Friday, November 30th - 4:00 p.m.

Joseph P. Hornak, Ph.D., Professor of Chemistry and Imaging Science at Rochester Institute of Technology
"Keeping a Magnetic Resonance Imager Knocking"

Abstract: A magnetic resonance imager is perhaps one of the more complex pieces of diagnostic equipment found in a hospital.  Keeping it operating properly (knocking) can be a challenge because of its complexity and the pressure of every hour down, equates to the loss of one thousand dollars of revenue.  The recent development of quantitative magnetic resonance imaging (MRI) techniques have made the task more challenging as the operating specs are more demanding than routine anatomical MRI.  This talk discusses some of the challenges of keeping a whole body magnetic resonance imager performing at a level suitable for quantitative MRI applications.

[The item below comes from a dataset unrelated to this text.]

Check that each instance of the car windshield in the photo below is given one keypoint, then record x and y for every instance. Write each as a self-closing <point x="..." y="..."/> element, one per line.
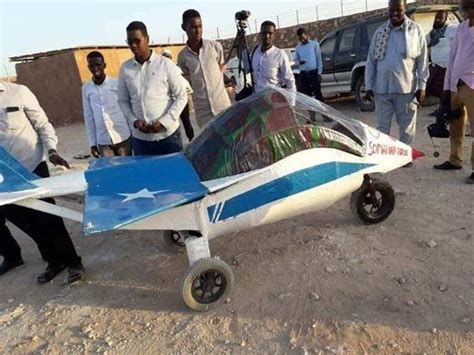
<point x="267" y="127"/>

Monday, December 3rd - 4:30 p.m.
Physics Senior Presentations

Josh Margolis - "Spatial Frequencies and Image Reconstruction"

Abstract: When light is incident upon an object, it diffracts, causing it to spread out over space.  As it does, it forms a diffraction pattern, called its Fouriertransformation, dependent upon the spatial frequencies it possesses.  When these frequencies are permitted to propagate and recombine, they form an image identical to the shape of the object.  However, if certain frequencies are blocked, and hence unable to propagate further, the resulting image is an alteration of the object.  Using Labview, we aim to study the effect each frequency has with respect to reconstructing an image of the object.